Acceleration of Intel MKL on AMD Ryzen CPU's

Some of us use Intel MKL with Julia for improved performance.
Intel MKL is composed of few code paths for different features of the CPU (SSE2, SSE4, AVX2, AVX512, etc…).
One of the issues of MKL is it discriminate non Intel CPU’s and use the the generic SSE2 code path on AVX2 capable CPU’s.

This specifically hurts on Ryzen 3xxx series which have better AVX2 performance than Intel’s comparable CPU’s.
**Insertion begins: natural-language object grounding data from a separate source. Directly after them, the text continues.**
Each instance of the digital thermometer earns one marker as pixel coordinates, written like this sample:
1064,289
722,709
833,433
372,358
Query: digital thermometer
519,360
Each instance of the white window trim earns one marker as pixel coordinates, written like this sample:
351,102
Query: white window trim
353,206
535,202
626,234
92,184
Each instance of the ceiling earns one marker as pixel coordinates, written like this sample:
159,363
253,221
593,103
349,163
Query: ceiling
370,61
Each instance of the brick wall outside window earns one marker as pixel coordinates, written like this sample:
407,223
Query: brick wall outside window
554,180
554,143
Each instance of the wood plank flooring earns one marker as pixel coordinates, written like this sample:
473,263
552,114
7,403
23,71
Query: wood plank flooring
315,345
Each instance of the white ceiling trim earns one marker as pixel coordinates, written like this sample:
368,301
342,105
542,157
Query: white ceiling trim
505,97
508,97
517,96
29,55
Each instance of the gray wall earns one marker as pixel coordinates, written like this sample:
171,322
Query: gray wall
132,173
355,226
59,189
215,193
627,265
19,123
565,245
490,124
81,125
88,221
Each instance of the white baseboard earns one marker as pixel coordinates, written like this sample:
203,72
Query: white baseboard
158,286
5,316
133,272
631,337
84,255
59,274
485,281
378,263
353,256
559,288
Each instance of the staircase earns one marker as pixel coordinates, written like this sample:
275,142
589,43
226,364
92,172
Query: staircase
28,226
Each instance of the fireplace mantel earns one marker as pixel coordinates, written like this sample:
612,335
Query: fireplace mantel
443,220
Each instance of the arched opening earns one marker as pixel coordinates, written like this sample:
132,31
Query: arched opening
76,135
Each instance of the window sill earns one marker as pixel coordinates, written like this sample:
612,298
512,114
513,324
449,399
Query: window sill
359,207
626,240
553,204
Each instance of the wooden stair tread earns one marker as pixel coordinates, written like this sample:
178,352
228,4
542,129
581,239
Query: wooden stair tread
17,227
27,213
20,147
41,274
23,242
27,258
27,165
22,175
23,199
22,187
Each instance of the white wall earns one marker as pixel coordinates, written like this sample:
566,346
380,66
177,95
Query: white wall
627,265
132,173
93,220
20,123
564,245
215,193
It seems people found a way around it. By defining System / Environment Variable users could enforce Intel MKL to use the AVX2 code path and skip the CPU Dispatching mechanism.

One could read about it:

Though the above targets MATLAB I think it should work on Julia + MKL.

In Windows it requires:

@echo off


It seems MKL_DEBUG_CPU_TYPE=5 suggests AVX2 capable CPU code path.
Where instead of launching MATLAB one should launch Julia.
The same should hols on other OS.

I wonder if one could integrate this trick into Juno (On Julia Pro for that matter).


How to Set the Environment Variable in Juno

In order to set the Environment Variable in Juno one could do:

  1. Create a Launcher for Juno
    One could create a script file or batch file to launch Juno and set the variable. For instance, In Windows, see the launcher defined in Guide: How to Create a Portable Julia Pro Installation for Windows.
  2. Edit the Init File of Juno
    • Open the Command Pane (Ctrl + Shift + p).
    • Type Init Script and choose: Application: Open Your Init Script.
    • A file named or init.js will be opened. Add process.env["MKL_DEBUG_CPU_TYPE"] = "5" in its last line.
    • Save and restart Juno.

Admittign my ignorance here. I thought one had to do a compile and link of Julai from source in order to use Intel MKL.
I am sure an expert will be along soon to correct me…



" Intel MKL has been known to use a SSE code paths on AMD CPUs that support newer SIMD instructions such as those that use the Zen microarchitecture. A (by now) well-known trick has been to set the MKL_DEBUG_CPU_TYPE environment variable to the value 5 to force the use of AVX2 kernels on AMD Zen CPUs. Unfortunately, this variable has been removed from Intel MKL 2020 Update 1 and later. This can be confirmed easily by running a program that uses MKL with ltrace -e getenv ."

read more:

  • “Good news: Intel seems to be adding Zen kernels”
  • “Bad news: sgemm is not yet implemented”
  • " A temporary workaround"

Hacker News discussion:


wow, more active hostility from Intel, who would have thought. /s

edit: nvm, the tone spoofed me. But again, removing option before implementing everything in BLAS for Zen is still bad when removing an *existing solution

Note that the rest of the article shows that they removed it because they added zen specific codepaths that are as fast or faster.


Have there been any developments on this lately? I’m asking because I’m considering buying a Ryzen computer, but since Julia is such a big part of my work I won’t do it if I know the performance is going to be worse than an Intel one.


Yes. LoopVectorization.jl, TriangularSolve.jl, RecursiveFactorization.jl, and Octavian.jl are all very optimized on my Ryzen 5950x and outperform MKL on it. So that’s at least what SciML defaults to under the hood now. Since the pure-Julia BLAS tools are good enough this issue is effectively nullified. (Though note they do not have full coverage of BLAS/LAPACK though)


If you’re using Linux you may trick MKL and get Intel code path on your Ryzen which will be the best you’ll be able to get from MKL.
I’m pretty sure that on new MKL the discrimination will stop probably by Intel itself.

Anyhow, Buy Ryzen, Nothing form Intel will beat Ryzen 5950x / Ryzen 5900x unless you go Intel HEDT.